Roots of Blogging
Posted by tom | Aug 14, 2005Blogging in the Early Republic is a fascinating piece from Common-place: The Interactive Journal of Early American Life, tracing the origins of blogging to antebellum America's reading and journal-keeping (and/or scrapbooking) habits. I must confess that I've had such tendencies since youth, even a phase of scrapbooking on my bedroom wall!
One friend wondered how I had the time to post on this blog and who in the world reads them (besides the one making the comment). Not much disimiliar to the critique mentioned in the linked piece regarding a pamphleteer, I suppose he thinks he is shaking the world, but I can perceive very little of the motion so far. But I find this a place to reflect, gather my thoughts, and share them. Some receive a direct response, others just inform, still others lead into continuing conversations carried out face-to-face, and others just have a life on-line.

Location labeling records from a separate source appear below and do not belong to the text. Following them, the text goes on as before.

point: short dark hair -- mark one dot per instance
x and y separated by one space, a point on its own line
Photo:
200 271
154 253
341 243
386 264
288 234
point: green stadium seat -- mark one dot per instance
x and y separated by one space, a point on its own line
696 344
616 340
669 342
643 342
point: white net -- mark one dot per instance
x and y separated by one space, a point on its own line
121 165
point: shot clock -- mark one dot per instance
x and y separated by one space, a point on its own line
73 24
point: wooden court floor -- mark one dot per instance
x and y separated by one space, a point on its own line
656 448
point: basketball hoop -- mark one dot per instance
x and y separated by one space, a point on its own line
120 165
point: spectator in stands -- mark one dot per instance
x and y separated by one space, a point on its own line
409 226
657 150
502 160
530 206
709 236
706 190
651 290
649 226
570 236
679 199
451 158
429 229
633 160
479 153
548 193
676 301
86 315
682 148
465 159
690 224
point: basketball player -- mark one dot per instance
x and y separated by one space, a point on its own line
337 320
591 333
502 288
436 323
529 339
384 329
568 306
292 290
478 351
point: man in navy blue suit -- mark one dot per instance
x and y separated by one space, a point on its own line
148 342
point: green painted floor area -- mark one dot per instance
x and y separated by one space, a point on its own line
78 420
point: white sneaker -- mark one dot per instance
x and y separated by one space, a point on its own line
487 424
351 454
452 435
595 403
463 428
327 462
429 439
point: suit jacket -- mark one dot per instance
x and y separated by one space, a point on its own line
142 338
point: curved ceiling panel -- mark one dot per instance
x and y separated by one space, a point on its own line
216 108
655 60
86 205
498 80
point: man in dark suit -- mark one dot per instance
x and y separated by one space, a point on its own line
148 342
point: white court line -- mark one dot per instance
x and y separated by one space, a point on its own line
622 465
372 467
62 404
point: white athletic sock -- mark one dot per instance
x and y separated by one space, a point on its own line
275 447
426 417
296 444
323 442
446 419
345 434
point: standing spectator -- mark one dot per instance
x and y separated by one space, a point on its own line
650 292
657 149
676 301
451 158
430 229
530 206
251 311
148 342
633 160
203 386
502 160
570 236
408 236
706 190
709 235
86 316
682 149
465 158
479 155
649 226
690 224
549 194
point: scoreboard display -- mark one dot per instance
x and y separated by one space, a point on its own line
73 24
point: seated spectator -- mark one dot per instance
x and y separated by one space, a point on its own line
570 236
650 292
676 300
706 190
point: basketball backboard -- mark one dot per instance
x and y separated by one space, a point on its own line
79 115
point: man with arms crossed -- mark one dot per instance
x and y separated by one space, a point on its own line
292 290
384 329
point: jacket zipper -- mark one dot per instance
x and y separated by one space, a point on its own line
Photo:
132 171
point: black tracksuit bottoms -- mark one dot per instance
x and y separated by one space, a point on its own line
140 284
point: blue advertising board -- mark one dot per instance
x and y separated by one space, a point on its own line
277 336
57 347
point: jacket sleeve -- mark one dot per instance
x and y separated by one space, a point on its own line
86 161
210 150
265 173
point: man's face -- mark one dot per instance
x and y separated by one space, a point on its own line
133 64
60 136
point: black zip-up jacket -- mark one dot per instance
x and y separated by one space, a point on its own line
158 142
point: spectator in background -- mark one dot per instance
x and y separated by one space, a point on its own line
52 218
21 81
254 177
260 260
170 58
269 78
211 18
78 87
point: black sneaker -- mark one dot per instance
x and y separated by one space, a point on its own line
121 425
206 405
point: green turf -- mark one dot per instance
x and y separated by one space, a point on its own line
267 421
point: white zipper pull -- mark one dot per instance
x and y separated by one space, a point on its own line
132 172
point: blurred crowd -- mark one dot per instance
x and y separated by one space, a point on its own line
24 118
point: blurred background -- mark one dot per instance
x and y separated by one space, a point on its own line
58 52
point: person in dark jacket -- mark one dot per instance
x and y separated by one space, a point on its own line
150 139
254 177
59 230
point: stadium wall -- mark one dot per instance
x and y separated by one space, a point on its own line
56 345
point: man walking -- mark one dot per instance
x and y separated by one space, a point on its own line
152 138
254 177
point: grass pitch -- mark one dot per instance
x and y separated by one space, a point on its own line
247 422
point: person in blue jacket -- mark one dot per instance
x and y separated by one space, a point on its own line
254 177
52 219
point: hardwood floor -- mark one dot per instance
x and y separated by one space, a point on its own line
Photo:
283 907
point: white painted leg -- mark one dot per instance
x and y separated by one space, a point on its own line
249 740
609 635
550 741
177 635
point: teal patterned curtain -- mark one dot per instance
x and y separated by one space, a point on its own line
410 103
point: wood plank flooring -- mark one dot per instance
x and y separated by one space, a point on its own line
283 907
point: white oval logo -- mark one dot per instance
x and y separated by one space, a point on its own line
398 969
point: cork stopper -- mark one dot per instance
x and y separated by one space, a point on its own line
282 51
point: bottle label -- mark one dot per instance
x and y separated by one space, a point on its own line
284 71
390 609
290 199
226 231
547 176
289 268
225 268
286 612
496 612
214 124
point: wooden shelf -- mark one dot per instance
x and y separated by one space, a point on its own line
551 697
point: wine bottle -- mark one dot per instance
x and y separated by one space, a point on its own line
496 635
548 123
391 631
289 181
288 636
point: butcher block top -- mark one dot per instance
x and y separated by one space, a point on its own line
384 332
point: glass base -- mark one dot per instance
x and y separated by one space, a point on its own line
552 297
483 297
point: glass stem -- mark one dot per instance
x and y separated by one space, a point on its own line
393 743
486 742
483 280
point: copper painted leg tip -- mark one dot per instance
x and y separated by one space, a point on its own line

Indeed, blogging demonstrates the persistence of a key truth in the history of reading, an insight as obvious to Tocqueville as it should be to most bloggers today. The insight is that readers, in a culture of abundant reading material, regularly seek out other readers, either by becoming writers themselves or by sharing their records of reading with others. That process, of course, requires cultural conditions that value democratic rather than deferential ideals of authority. But to explain how new habits of reading and writing develop, those cultural conditions matter as much -- perhaps more -- than economic or technological innovations. As Tocqueville knew, the explosion of newspapers in America was not just a result of their cheapness or their means of production, any more than the explosion of blogging is just a result of the fact that free and user-friendly software like Blogger is available. Perhaps, instead, blogging is the literate person's new outlet for an old need. In Wright's words, it is the need "to see more of what is going on around me." And in print cultures where there is more to see, it takes reading, writing, and association in order to see more.